An Illinois judge has revoked a mother’s right to visit her 11-year-old son because she refused to be vaccinated against the coronavirus.
In what appears to be an unprecedented decision, Cook County Judge James Shapiro said Rebecca Firlit, 39, who shares custody of her son with her divorced husband, could not see the boy again until she was released. she never took the picture.
“I was confused because it was just supposed to be about expenses and child support,” Firlit told the Chicago Sun-Times of the virtual court hearing, which took place earlier this month. this.
“One of the first things he asked me when I went on the Zoom call was whether or not I was vaccinated, which baffled me because I asked him what that had to do with it. see with the audience.
“He said, ‘I am the judge and I make the decisions for your case.’ “
Firlit’s attorney, Annette Fernholz, said she filed a complaint with the state appeals court, noting that the boy’s father had not requested such a ruling.
“The trial court clearly overstepped its authority in suspending the mother’s parenting time when the issue in court was child support,” Fernholz said in a statement.
“The mother was unaware that her parenting time was being discussed when she went to Zoom court. The judge deprived her of notice and a full hearing on the matter. “
Firlit, who did not say if she was going to get the vaccine, told the judge her decision not to take it was not political.
“I have had adverse reactions to vaccines in the past and my doctor advised me not to get the vaccine,” she said. “This presents a risk. “
Her son, she said, was upset that he was not allowed to see her and cried when they spoke to him on the phone.
“I think it’s wrong,” she said. “I think it divides families.

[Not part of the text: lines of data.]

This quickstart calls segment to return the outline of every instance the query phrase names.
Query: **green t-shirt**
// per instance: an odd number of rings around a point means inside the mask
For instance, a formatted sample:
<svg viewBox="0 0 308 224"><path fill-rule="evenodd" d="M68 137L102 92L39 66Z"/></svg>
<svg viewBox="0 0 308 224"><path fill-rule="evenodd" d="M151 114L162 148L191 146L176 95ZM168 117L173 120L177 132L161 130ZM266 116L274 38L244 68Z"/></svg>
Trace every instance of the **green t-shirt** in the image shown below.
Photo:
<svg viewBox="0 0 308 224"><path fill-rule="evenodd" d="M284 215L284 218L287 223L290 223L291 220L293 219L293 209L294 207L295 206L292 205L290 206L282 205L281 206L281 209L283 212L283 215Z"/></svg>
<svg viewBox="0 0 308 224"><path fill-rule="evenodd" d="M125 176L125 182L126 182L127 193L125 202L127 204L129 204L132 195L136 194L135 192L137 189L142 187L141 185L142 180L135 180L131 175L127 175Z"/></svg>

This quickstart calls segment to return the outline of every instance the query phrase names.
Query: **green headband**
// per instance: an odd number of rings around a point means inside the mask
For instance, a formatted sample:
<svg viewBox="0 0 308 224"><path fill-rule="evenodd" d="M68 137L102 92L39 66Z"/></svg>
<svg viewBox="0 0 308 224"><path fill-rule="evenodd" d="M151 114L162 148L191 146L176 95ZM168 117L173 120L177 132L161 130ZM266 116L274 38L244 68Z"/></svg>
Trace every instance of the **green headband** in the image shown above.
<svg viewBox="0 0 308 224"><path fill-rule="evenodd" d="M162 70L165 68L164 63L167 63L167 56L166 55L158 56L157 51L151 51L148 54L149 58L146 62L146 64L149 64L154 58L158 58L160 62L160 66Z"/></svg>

And I think it’s not in my son’s best interests to be away from his mother.
A spokesperson for the Cook County Circuit Court said the judge could not comment. Jeffrey Leving, lawyer for father Matthew Duiven, said they supported the decision.
Although it is believed to be the first time that a judge has used non-vaccination as a punitive measure, others have dangled the coronavirus vaccine as an incentive or reward.
Offenders in several dozen minor criminal cases in Georgia have been offered shorter sentences in exchange for the vaccination. In New York, judges have demanded a vaccination clause in some plea agreements, or for a defendant seeking bail.